Let's try to get df correct in OpenMx. We thought this was a priority at the meeting yesterday. There are one or two things to consider, however, when it comes to raw data input because the statistics are not counted the same way in every software package.
In general, df = nstats - nparameters
Suppose there are i=1...ng groups (submodels) in the model. Let the number of variables in submodel i be m_i. Let the number of nonlinear equality constraints be nk. Then, for only covariance matrix input we have:
nstats(cov)= sum_i {m_i*(m_i + 1)/2} + nk
if means are also input then
nstats(cov+mean)= sum_i {m_i*(m_i + 2)/2} + nk
if a correlation matrix was input then
nstats(cor)= sum_i {m_i*(m_i - 1)/2} + nk
Mx version 1 uses the total number of raw data observations. If there are m_ij variables observed in the j=1...n subjects in submodel i, then
nstats(raw) = sum_i sum_j {m_ij} + nk
This is suitable for both raw continuous and raw ordinal. For certain purposes, we might use nstats(cov+mean) in place of nstats(raw) as some other programs use this. The disadvantage is that it is possible to end up with negative degrees of freedom if there are definition variables and parameters relating the definition variables to the observed variables in the model.
For the time being, let's just make OpenMx agree with ShutMx.
Cheers
Mike
#1
Currently, we are giving DOF credit for definition variables. This should not be the case.
Log in or register to post comments
#2
Let's assume that some model has the following entries for definition variables: submodel1.data.foo, submodel2.data.foo, and submodel2.data.bar. Do I treat submodel1.data.foo and submodel2.data.foo as one definition variable because they have the same identifier ('foo')? Or are they two definition variables because they are from two different data sources?

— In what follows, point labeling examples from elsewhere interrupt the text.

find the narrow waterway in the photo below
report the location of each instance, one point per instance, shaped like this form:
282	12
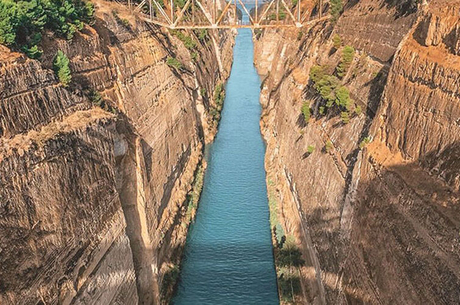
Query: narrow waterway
228	256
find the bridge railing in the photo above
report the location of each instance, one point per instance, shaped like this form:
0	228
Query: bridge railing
217	14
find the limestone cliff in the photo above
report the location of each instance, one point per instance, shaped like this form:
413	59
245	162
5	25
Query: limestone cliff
377	223
94	177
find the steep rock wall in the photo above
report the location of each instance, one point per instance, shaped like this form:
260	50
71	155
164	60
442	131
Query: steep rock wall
93	201
377	225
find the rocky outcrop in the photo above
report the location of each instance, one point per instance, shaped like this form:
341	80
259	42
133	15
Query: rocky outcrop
377	223
93	188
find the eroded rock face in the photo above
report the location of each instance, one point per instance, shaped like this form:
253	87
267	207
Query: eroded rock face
378	224
93	201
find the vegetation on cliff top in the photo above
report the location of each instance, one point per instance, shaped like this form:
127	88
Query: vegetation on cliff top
22	23
330	86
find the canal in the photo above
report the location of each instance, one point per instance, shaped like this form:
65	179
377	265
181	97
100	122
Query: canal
228	255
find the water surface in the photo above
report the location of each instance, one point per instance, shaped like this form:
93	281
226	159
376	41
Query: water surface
228	256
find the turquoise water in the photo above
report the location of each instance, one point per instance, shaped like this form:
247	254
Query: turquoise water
228	256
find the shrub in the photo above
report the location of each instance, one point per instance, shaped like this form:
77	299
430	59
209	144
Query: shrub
174	63
202	34
336	9
219	95
322	110
189	43
32	52
316	73
345	117
348	54
194	56
337	41
299	35
61	68
306	111
328	146
343	98
95	97
364	142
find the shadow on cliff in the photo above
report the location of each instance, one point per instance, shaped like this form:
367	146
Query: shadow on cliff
400	227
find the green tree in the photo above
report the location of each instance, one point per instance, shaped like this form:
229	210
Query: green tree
23	22
61	68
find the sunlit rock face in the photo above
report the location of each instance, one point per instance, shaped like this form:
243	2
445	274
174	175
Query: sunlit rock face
377	222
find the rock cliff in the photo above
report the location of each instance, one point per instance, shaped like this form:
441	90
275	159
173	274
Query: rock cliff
371	196
94	177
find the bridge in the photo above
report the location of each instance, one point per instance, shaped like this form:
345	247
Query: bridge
231	14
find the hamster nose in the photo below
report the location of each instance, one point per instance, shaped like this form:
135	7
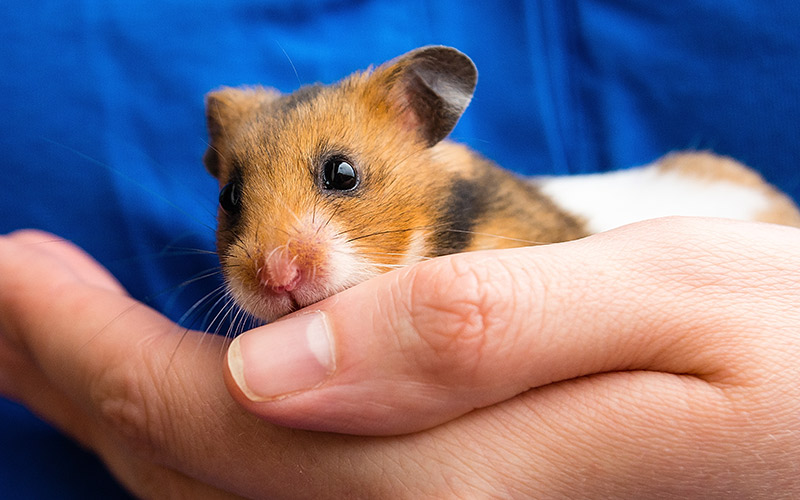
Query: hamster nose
279	272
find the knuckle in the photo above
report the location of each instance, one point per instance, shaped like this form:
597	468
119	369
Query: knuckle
461	316
128	405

Log in or register to post comments
#3
I think you do not have to keep checks and balances across submodels, because they would have been included twice in the calculation of the number of statistics. Since they are declared as definition variables twice (once each in submodel1 and submodel2), they should be subtracted twice. However, note that they should only be subtracted once per dataset reference.
The tricky bit of calculating the df in the case of a mixture distribution is that the same data may appear in multiple submodels, but should only be counted once.
NB there does not seem to be any way to get at the reported fit statistics AIC BIC etc. but this may be my ignorance.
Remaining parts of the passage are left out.